42 – DONNER AUX TOUT-PETITS LE SENS COMPLET DU SACRIFICE (pédagogie)

Bien souvent nous sous-estimons cette capacité des petits à comprendre le sens du sacrifice et à en vivre.
Voici, pour nous en convaincre, ce qu’en dit une grande éducatrice.


Première rencontre avec Dieu à travers la création

Nous avons attaché nos petits à Dieu en leur montrant, par le récit de la création, tous les dons du Seigneur.
Nos leçons les ont mis en contact avec Dieu, ont fait vibrer leurs vertus théologales ; ils ont dit merci au Seigneur, ils ont découvert que Dieu les aime.

Le crucifix, image du sacrifice de Jésus

Nous allons tout de suite élever leur amour en leur montrant le crucifix, image du sacrifice de Jésus.
Pour les petits de 6 ans, nous n’attendrons pas la Semaine Sainte, où notre enseignement parlera de la Passion, pour leur révéler jusqu’à quel point Jésus les a aimés.
Ceux de 3 et 4 ans ont le sens inné de la croix, point n’est besoin d’explication.

Nous n’attendrons pas…

… parce qu’il faut nous hâter de leur faire connaître Jésus, leur frère, Jésus venu sur la terre pour les conduire au ciel, Jésus qui a donné sa vie pour eux, Jésus pour lequel, alors, ils seront prêts à faire des sacrifices.

Nous n’attendrons pas, parce qu’il s’agit, avant tout, de jeter des bases pour la vie entière, de former, de faire entrer sans retard nos petits dans le grand courant de la vie chrétienne, de vivre avec eux cette vie chrétienne, qui n’est réelle que vécue avec le Christ, centrée sur le Christ.

La vie chrétienne n’est réelle que centrée sur le Christ

Tous, par le sacrifice de la Croix, nous avons été unis à Lui, nous ne faisons qu’un en Lui, et nous sommes appelés à Le suivre.
Nous ne nous sauverons, nos enfants ne se sauveront, que s‘ils restent attachés à la Croix.

L’attirance de la Croix

« Quand je serai élevé de terre, j’attirerai tout à moi.” Cette parole de Jésus, nous la voyons réalisée chez nos petits qui sont infiniment plus attirés par le Crucifix que par le Jésus de la Crèche

Ce qui se dégage de la Croix, nos petits le saisissent, il n’est pas nécessaire de faire des phrases, ce n’est pas nous qui formons ces âmes pures, c’est le Christ Lui-même.
A nous revient seulement de Le leur montrer. Un petit de 5 ans, malade : “Mon Dieu, ne m’ôtez pas mon mal, mais donnez le ciel à Papa, à Maman, à tout le monde !”.

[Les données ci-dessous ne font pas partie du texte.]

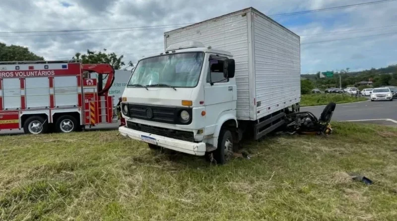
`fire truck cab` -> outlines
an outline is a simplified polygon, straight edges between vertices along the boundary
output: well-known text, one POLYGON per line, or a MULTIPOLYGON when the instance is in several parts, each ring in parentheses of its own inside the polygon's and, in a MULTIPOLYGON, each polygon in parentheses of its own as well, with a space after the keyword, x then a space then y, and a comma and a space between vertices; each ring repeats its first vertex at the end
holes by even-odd
POLYGON ((0 62, 0 130, 69 133, 116 123, 114 73, 78 60, 0 62))

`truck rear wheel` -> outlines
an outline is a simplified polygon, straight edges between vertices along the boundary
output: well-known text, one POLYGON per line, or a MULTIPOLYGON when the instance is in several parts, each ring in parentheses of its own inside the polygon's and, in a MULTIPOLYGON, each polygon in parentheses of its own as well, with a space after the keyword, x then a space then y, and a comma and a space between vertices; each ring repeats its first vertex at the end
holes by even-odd
POLYGON ((48 122, 41 117, 34 116, 30 117, 23 124, 25 133, 40 134, 47 132, 48 122))
POLYGON ((222 130, 218 140, 218 147, 215 150, 214 157, 216 163, 225 164, 233 155, 233 136, 230 131, 222 130))
POLYGON ((64 115, 57 120, 55 130, 58 133, 70 133, 75 131, 77 126, 75 118, 70 115, 64 115))

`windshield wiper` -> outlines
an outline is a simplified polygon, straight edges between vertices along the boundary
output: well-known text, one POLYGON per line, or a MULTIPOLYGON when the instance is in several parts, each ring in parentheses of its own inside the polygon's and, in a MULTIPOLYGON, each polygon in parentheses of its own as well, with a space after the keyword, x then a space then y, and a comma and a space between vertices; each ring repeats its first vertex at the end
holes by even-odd
POLYGON ((147 87, 156 87, 156 86, 161 86, 169 87, 175 90, 177 90, 177 88, 176 88, 175 87, 165 83, 156 83, 155 84, 148 84, 146 85, 146 86, 147 87))
POLYGON ((132 87, 138 86, 138 87, 144 87, 145 89, 146 89, 147 90, 149 90, 149 89, 147 89, 147 87, 146 87, 146 86, 143 86, 142 84, 139 84, 138 83, 134 83, 133 84, 128 84, 127 86, 132 86, 132 87))

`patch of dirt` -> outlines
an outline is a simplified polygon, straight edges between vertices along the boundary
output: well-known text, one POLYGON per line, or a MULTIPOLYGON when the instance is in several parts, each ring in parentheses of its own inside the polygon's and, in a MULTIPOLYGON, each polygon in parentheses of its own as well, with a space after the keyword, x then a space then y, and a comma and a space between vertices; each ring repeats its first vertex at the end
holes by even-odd
POLYGON ((363 202, 366 201, 367 197, 363 196, 362 193, 351 189, 343 190, 344 196, 347 199, 352 201, 363 202))
POLYGON ((335 184, 348 183, 352 182, 351 177, 345 172, 336 172, 332 174, 331 182, 335 184))

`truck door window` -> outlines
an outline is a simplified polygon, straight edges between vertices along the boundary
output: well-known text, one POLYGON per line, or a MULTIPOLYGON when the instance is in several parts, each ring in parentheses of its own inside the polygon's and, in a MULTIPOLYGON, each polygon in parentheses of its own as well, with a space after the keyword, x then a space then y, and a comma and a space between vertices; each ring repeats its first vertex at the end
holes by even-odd
POLYGON ((213 59, 209 61, 208 74, 207 74, 207 83, 226 82, 228 78, 223 76, 223 61, 213 59))

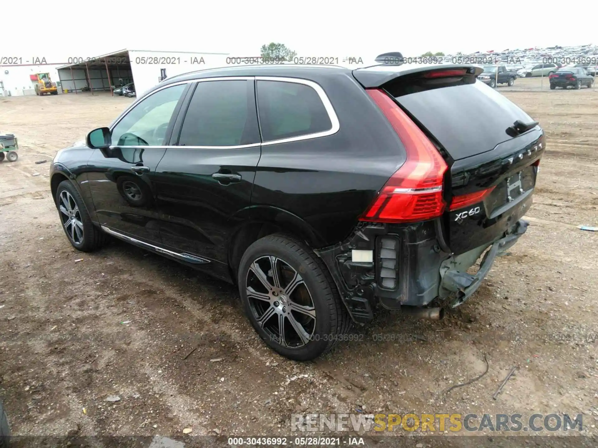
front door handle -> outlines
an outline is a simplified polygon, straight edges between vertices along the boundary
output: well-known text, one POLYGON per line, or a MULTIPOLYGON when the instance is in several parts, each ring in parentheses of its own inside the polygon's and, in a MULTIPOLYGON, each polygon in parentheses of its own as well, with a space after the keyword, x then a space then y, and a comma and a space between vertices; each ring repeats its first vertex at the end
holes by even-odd
POLYGON ((140 176, 144 173, 149 173, 151 171, 150 167, 139 167, 136 165, 134 167, 131 167, 131 169, 140 176))
POLYGON ((218 179, 221 183, 228 182, 238 182, 241 180, 239 174, 225 174, 224 173, 214 173, 212 175, 213 179, 218 179))

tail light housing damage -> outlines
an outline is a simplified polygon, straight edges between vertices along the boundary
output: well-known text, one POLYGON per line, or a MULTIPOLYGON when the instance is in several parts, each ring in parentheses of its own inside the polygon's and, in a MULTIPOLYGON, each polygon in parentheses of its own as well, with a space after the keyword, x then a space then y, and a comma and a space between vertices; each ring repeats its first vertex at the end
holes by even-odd
POLYGON ((448 166, 444 159, 417 125, 384 91, 366 91, 398 134, 407 151, 407 160, 359 219, 415 222, 441 216, 446 207, 443 180, 448 166))

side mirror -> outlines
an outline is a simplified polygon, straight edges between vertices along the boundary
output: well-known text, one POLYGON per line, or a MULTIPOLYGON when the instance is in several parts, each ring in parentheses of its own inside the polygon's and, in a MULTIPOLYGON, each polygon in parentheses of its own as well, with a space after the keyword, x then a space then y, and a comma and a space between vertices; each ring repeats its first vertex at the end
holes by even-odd
POLYGON ((93 149, 102 149, 109 148, 112 143, 112 136, 108 128, 94 129, 87 134, 85 142, 89 148, 93 149))

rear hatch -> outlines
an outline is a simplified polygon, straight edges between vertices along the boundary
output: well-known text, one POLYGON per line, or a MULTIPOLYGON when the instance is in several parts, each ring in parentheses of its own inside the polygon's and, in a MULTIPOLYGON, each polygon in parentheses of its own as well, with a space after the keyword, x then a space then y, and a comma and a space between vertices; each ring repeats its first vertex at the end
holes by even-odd
POLYGON ((477 81, 481 67, 419 67, 389 73, 378 85, 360 71, 355 78, 393 98, 446 161, 441 228, 450 250, 459 254, 504 235, 531 205, 545 147, 537 123, 477 81))
POLYGON ((569 78, 573 78, 573 73, 566 70, 559 70, 550 75, 550 80, 554 79, 557 81, 568 81, 569 78))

La vraie notion du sacrifice

(…) Donnant aux enfants la vraie notion du sacrifice, nous allons, par la messe, leur montrer comment la vie du chrétien ne vaut qu’autant qu’elle est unie au grand sacrifice de Jésus.

Il est important de donner aux tout-petits le sens complet du sacrifice, de ne pas en diminuer la doctrine. Ne dites pas : « ils sont trop petits pour comprendre ».
Les âmes pures ont une ouverture splendide, c’est près d’elles que l’on se rend compte de la richesse de l’organisme surnaturel mis en elles par le baptême, organisme qui leur permet d’accéder aux plus hautes vérités. Et pourtant, à nos regards humains, ces petits paraissent parfois bien peu doués intellectuellement (…)

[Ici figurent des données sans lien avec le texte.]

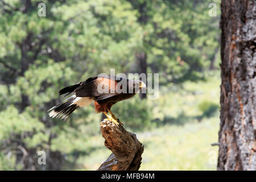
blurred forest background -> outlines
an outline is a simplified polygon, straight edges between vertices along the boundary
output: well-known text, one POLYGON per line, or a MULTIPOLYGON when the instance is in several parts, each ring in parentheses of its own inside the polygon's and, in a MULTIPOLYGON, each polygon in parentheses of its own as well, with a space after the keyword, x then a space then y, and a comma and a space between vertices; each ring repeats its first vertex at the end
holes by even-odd
POLYGON ((141 170, 216 169, 220 3, 0 1, 0 169, 96 169, 110 154, 102 115, 92 105, 65 122, 47 111, 61 88, 110 68, 159 73, 159 98, 137 94, 113 107, 144 144, 141 170))

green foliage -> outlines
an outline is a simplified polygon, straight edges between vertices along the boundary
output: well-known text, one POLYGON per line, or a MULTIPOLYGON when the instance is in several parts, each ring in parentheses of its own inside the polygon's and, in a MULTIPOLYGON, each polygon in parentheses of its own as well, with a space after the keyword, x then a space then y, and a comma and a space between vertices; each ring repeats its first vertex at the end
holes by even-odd
POLYGON ((198 105, 199 110, 203 113, 202 115, 210 117, 218 109, 218 105, 209 101, 203 101, 198 105))

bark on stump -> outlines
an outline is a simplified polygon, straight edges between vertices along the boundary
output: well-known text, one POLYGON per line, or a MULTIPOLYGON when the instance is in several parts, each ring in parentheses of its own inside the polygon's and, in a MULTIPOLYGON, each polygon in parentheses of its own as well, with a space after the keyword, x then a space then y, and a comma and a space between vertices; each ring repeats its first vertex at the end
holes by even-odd
POLYGON ((97 171, 138 171, 144 147, 136 135, 126 131, 122 125, 108 120, 102 121, 100 126, 105 146, 112 154, 97 171))

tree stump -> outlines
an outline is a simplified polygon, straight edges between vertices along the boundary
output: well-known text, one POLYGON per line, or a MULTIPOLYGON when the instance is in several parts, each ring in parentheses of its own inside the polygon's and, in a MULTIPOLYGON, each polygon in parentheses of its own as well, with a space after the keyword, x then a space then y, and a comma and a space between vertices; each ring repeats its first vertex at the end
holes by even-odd
POLYGON ((136 135, 126 131, 122 125, 106 119, 100 123, 100 126, 105 146, 112 154, 97 171, 138 171, 144 147, 136 135))

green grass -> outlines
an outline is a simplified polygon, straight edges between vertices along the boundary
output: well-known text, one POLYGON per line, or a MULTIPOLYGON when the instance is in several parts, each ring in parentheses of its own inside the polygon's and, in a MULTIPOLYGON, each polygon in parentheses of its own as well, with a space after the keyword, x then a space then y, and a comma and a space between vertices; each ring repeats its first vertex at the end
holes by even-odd
MULTIPOLYGON (((144 147, 140 170, 216 170, 218 148, 210 143, 218 140, 218 126, 216 117, 138 133, 144 147)), ((91 142, 100 148, 81 159, 77 169, 96 170, 110 154, 101 136, 91 142)))
MULTIPOLYGON (((210 144, 218 141, 218 111, 205 116, 203 111, 204 105, 219 105, 220 79, 218 72, 209 75, 205 81, 186 82, 181 90, 148 101, 158 127, 126 129, 144 146, 140 170, 216 169, 218 147, 210 144)), ((88 141, 86 146, 94 150, 79 158, 76 169, 96 170, 111 154, 100 134, 88 141)))

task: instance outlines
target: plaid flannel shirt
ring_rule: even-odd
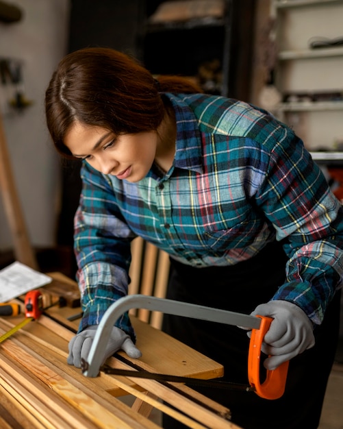
[[[342,283],[343,212],[303,142],[248,103],[162,96],[173,106],[177,133],[166,173],[153,165],[130,183],[83,163],[75,219],[80,330],[99,324],[127,293],[136,236],[199,269],[236,264],[282,240],[287,281],[272,299],[296,304],[320,324]],[[127,314],[116,325],[134,338]]]

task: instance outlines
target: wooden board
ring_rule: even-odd
[[[12,427],[15,419],[18,429],[26,429],[22,422],[27,417],[34,429],[155,429],[160,426],[148,417],[156,408],[194,429],[240,429],[230,421],[229,410],[183,384],[103,373],[90,378],[68,365],[68,343],[78,322],[66,317],[79,310],[52,307],[47,312],[53,319],[43,315],[0,344],[1,427]],[[0,318],[0,334],[23,318]],[[129,359],[120,352],[126,363],[114,356],[107,360],[110,366],[133,369],[132,363],[148,371],[203,379],[223,374],[223,367],[214,360],[134,317],[131,320],[143,356]],[[132,408],[118,399],[127,394],[137,398]]]

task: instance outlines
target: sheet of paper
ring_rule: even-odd
[[[0,270],[0,302],[48,284],[52,278],[18,261]]]

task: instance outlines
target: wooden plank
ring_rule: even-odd
[[[143,261],[143,271],[142,274],[142,285],[140,293],[153,295],[156,261],[157,258],[157,248],[151,243],[146,243],[145,252]],[[138,310],[138,317],[142,321],[149,322],[150,310],[146,308],[140,308]]]
[[[27,376],[19,365],[14,364],[3,354],[0,356],[0,362],[3,369],[0,377],[0,384],[43,427],[48,429],[97,428],[87,422],[81,414],[77,415],[78,418],[75,418],[75,410],[68,407],[53,392],[44,391],[36,380]]]
[[[144,418],[142,416],[140,416],[140,421],[138,421],[137,419],[138,415],[135,415],[127,406],[120,402],[115,397],[109,395],[111,401],[118,402],[118,406],[115,408],[115,413],[112,413],[110,403],[100,400],[101,397],[97,398],[98,400],[94,399],[93,395],[89,394],[89,390],[86,387],[79,384],[76,385],[74,380],[71,381],[70,378],[58,373],[59,371],[55,371],[55,367],[51,362],[44,359],[33,350],[25,350],[28,347],[15,344],[12,340],[7,340],[2,345],[6,354],[10,355],[12,359],[16,360],[29,370],[36,378],[42,382],[53,392],[57,393],[60,398],[64,400],[64,402],[71,405],[73,408],[79,411],[81,415],[89,420],[90,423],[92,423],[95,427],[102,429],[116,429],[118,428],[144,429],[158,427],[149,421],[147,421],[147,424],[144,424],[142,421]],[[4,356],[0,356],[0,361],[2,364],[3,364],[3,359]],[[25,385],[27,385],[29,382],[25,379]],[[44,395],[46,398],[47,391],[43,392],[41,389],[40,395]],[[125,408],[125,412],[120,410],[120,407]],[[59,414],[57,407],[55,411]],[[66,415],[65,411],[62,413]],[[68,412],[66,414],[68,415],[69,427],[71,427],[72,425],[74,427],[74,422],[71,413]],[[76,419],[75,427],[75,429],[80,427],[79,419]]]
[[[154,296],[157,298],[165,298],[169,277],[170,263],[169,255],[162,250],[159,251],[157,271]],[[160,311],[153,311],[150,318],[150,324],[153,328],[161,329],[162,326],[163,313]]]
[[[38,269],[36,255],[29,243],[19,197],[14,183],[1,114],[0,190],[5,212],[12,232],[16,259],[34,269]]]
[[[45,429],[42,424],[0,384],[1,402],[23,429]],[[0,426],[1,427],[1,426]]]

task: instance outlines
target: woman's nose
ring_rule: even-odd
[[[112,171],[118,165],[118,162],[114,160],[108,159],[107,157],[103,157],[98,159],[98,164],[99,168],[98,169],[103,174],[110,174]]]

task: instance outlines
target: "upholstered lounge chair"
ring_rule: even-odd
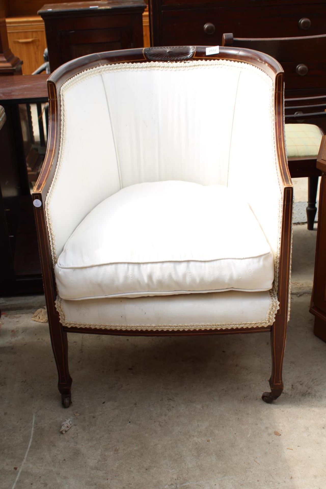
[[[65,407],[67,332],[270,331],[262,398],[281,395],[293,196],[283,76],[250,50],[185,46],[92,54],[49,77],[33,198]]]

Nos petits entraînés à l’effort par l’exemple de Jésus

(…) On ne comprend plus la formation de la volonté par l’effort : nos petits sont normalement entraînés à l’effort par l’exemple de Jésus. Ils savent où Le trouver, ils savent aussi que tous les enfants du Bon Dieu L’offrent et s’offrent avec Lui. Leur vie va se centrer autour du sacrifice de la messe. (…)

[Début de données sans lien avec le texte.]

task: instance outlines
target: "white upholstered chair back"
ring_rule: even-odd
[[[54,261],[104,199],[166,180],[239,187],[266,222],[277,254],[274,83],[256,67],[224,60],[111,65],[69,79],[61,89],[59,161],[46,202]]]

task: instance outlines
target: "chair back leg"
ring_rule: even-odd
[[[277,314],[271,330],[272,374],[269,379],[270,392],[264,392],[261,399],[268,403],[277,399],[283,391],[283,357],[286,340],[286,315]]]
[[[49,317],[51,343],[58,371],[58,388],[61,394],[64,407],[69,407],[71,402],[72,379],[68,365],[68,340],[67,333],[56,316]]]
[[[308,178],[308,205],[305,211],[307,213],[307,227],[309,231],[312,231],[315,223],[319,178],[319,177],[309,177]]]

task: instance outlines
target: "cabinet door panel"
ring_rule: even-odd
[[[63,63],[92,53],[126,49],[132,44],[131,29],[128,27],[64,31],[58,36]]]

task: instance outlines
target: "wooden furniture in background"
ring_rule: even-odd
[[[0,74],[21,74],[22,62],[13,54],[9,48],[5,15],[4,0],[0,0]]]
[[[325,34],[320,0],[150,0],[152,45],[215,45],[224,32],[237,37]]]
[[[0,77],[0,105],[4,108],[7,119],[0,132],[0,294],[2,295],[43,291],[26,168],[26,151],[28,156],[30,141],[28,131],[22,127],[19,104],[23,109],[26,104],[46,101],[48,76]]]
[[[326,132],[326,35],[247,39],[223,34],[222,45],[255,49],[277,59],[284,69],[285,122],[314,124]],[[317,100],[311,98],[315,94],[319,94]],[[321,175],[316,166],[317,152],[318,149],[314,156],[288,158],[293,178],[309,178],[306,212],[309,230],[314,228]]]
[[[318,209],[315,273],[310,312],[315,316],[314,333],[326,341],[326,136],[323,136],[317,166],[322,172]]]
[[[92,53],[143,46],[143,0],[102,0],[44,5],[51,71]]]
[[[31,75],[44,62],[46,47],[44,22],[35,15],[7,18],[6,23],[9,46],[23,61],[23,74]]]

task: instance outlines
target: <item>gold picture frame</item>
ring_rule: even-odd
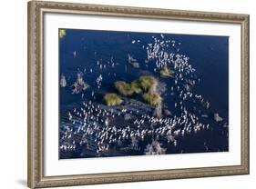
[[[44,14],[62,13],[170,19],[241,25],[241,165],[65,176],[44,175]],[[249,165],[249,15],[196,11],[121,7],[55,2],[28,2],[28,186],[31,188],[191,177],[248,174]]]

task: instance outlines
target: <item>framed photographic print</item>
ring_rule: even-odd
[[[249,174],[249,15],[28,3],[31,188]]]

Au cœur de leur formation : la Croix

Nous ramènerons sans cesse les enfants vers l’autel.
C’est l’autel, le Christ qui sera le cœur de leur formation, orientée vers la croix. (…)
Pour assurer la rectitude de la route de nos petits, mettons au point de départ :

la Croix, dont l’Église les a signés au baptême ;
la Messe, sacrifice qui les incorpore au Christ les met en contact direct avec Jésus et les entraîne dans l’activité du Christ.

N’est-ce pas pour nous, éducateurs, la raison de notre grande confiance que cette attirance des petits vers la Croix, la Messe, où ils trouvent Jésus ?

Notre rôle est simplement de frayer le chemin à Jésus et Le laisser agir en eux…

Un Autre, plus grand que nous, travaille.
A nous simplement de frayer le chemin, mais frayons-le bien grand : ne craignons pas de donner ce qui nous dépasse.